Now what if that slowered code is run often on another dataset that the program will see in real world? Will the program performance degrade compared to a program compiled without PGO and how bad will the degradation likely be? In other word, does PGO really improve my code performance for the profiling dataset and possibly worsen it for other datasets? Are there any real examples with real data?

推荐答案

免责声明:我对PGO所做的工作不多于阅读,并通过示例项目尝试了一次.以下是基于我对非PGO"优化和有根据的猜测的经验. TL; DR在下面.

Disclaimer: I have not done more with PGO than read up on it and tried it once with a sample project for fun. A lot of the following is based on my experience iwth the "non-PGO" optimizations and educated guesses. TL;DR below.

此页面列出了PGO所做的优化.让我们一一看一下(按影响分组):

This page lists the optimizations done by PGO. Lets look at them one-by-one (grouped by impact):

内联例如,如果存在一个经常调用函数B的函数A,而函数B相对较小,则配置文件引导的优化将在函数A中内联函数B.

寄存器分配使用配置文件数据进行优化可以更好地分配寄存器.

虚拟调用推测如果虚拟调用或通过函数指针进行的其他调用经常将某个函数作为目标,则配置文件引导的优化可以将有条件执行的直接调用插入到经常被定位的函数和直接调用都可以被内联.

这些显然改善了预测,无论某些优化是否奏效.没有配置文件的代码路径没有直接的权衡.

These apparently improves the prediction whether or not some optimizations pay off.
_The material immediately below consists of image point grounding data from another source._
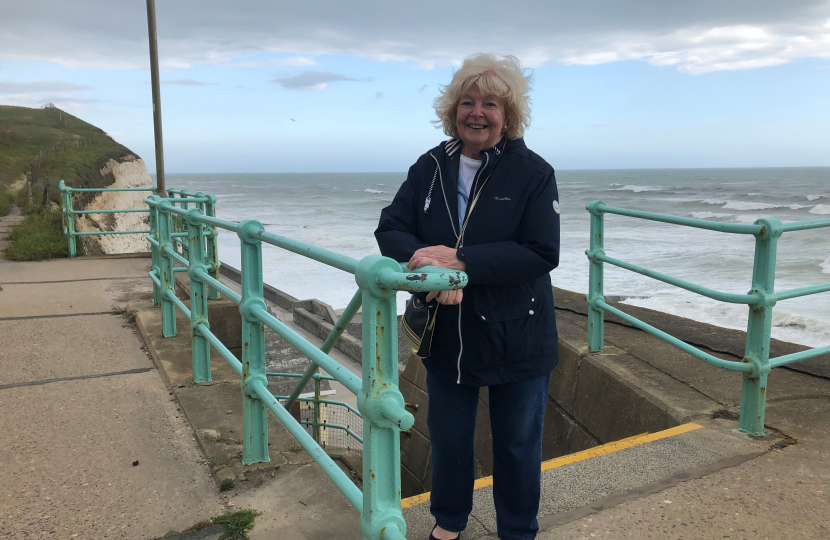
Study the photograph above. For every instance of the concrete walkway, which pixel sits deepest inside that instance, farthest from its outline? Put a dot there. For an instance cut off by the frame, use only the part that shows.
(93, 445)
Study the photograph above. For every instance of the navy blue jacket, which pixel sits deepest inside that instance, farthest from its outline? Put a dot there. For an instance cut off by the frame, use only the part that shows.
(504, 329)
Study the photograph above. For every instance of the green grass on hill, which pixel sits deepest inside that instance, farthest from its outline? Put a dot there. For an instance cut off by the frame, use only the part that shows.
(71, 149)
(38, 237)
(5, 201)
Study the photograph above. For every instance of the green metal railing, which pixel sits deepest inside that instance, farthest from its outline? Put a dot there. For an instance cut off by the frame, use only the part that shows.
(761, 299)
(379, 399)
(68, 212)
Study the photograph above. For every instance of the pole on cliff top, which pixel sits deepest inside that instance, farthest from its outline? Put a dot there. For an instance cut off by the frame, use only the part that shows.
(154, 76)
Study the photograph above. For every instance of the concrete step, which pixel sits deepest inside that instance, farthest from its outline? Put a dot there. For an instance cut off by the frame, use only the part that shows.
(578, 484)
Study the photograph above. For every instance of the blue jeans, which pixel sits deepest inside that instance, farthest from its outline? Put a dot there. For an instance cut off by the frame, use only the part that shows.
(517, 412)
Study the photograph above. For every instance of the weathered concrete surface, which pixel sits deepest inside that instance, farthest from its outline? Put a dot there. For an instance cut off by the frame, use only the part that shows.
(581, 483)
(291, 490)
(69, 445)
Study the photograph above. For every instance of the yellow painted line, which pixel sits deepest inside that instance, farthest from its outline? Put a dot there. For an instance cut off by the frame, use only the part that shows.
(597, 451)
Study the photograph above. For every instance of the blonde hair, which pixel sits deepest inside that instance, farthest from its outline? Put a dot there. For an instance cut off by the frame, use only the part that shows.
(501, 77)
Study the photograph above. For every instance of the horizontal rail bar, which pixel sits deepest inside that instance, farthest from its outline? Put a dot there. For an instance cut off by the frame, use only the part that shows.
(234, 296)
(796, 357)
(732, 228)
(96, 190)
(321, 377)
(803, 291)
(109, 232)
(804, 225)
(426, 278)
(169, 251)
(682, 345)
(342, 262)
(334, 426)
(144, 210)
(699, 289)
(345, 377)
(226, 354)
(179, 304)
(332, 470)
(216, 222)
(330, 402)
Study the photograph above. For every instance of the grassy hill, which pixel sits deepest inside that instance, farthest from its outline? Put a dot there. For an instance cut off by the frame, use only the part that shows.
(71, 149)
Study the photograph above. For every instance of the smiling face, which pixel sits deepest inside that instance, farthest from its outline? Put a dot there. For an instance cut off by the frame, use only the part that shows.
(479, 120)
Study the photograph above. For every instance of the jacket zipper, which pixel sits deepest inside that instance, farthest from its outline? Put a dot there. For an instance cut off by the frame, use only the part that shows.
(461, 244)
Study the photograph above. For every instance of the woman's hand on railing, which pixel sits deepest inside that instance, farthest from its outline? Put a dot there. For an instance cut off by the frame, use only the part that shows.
(448, 298)
(441, 256)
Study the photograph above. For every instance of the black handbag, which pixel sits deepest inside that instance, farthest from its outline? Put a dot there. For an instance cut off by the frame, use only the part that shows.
(418, 322)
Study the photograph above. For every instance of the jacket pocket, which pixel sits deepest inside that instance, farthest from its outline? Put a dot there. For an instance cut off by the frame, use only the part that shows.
(517, 311)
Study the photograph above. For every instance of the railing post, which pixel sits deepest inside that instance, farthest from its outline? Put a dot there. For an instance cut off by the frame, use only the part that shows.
(183, 221)
(212, 255)
(254, 413)
(596, 315)
(168, 284)
(759, 328)
(380, 400)
(198, 298)
(154, 252)
(316, 423)
(68, 221)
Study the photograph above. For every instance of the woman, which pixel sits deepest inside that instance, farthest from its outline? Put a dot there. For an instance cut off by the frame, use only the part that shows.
(500, 331)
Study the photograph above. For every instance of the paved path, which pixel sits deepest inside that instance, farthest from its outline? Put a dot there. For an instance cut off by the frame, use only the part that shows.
(93, 445)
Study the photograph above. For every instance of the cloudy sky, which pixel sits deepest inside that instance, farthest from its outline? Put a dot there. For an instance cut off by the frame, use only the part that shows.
(261, 86)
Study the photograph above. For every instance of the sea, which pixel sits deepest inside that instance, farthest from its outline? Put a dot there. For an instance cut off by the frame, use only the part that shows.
(339, 211)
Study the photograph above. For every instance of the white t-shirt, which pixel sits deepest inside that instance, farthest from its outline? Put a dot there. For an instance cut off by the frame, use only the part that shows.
(467, 170)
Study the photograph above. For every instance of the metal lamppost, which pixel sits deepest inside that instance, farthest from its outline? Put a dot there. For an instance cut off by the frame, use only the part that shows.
(154, 74)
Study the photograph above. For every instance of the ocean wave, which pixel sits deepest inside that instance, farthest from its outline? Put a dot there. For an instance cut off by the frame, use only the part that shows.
(709, 215)
(746, 205)
(635, 189)
(748, 220)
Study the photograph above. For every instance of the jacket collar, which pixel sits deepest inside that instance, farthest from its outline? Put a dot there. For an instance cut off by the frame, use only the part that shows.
(449, 152)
No direct tradeoff for non-profiled code paths.

基本块优化基本块优化可将在给定帧内临时执行的常用执行基本块放置在同一组页面(位置)中.这样可以最大程度地减少使用的页面数,从而最大程度地减少内存开销.

功能布局基于调用图和分析的调用者/被调用者行为,倾向于沿着相同执行路径的功能位于同一部分.

死代码分离在分析过程中未调用的代码将移至附加在部分集末尾的特殊部分.这样可以有效地将这一部分排除在常用页面之外.

EH代码分离当概要文件引导的优化可以确定异常仅在异常情况下发生时,异常执行的EH代码通常可以移到单独的部分. /em>

EH Code SeparationThe EH code, being exceptionally executed, can often be moved to a separate section when profile-guided optimizations can determine that the exceptions occur only on exceptional conditions.

所有这些可能会减少未分析的代码路径的局部性.以我的经验,如果此代码路径的紧密循环确实超过了L1代码缓存(甚至可能超过L2),那么影响将是明显的或严重的.这听起来像是应该包含在PGO配置文件中的路径:)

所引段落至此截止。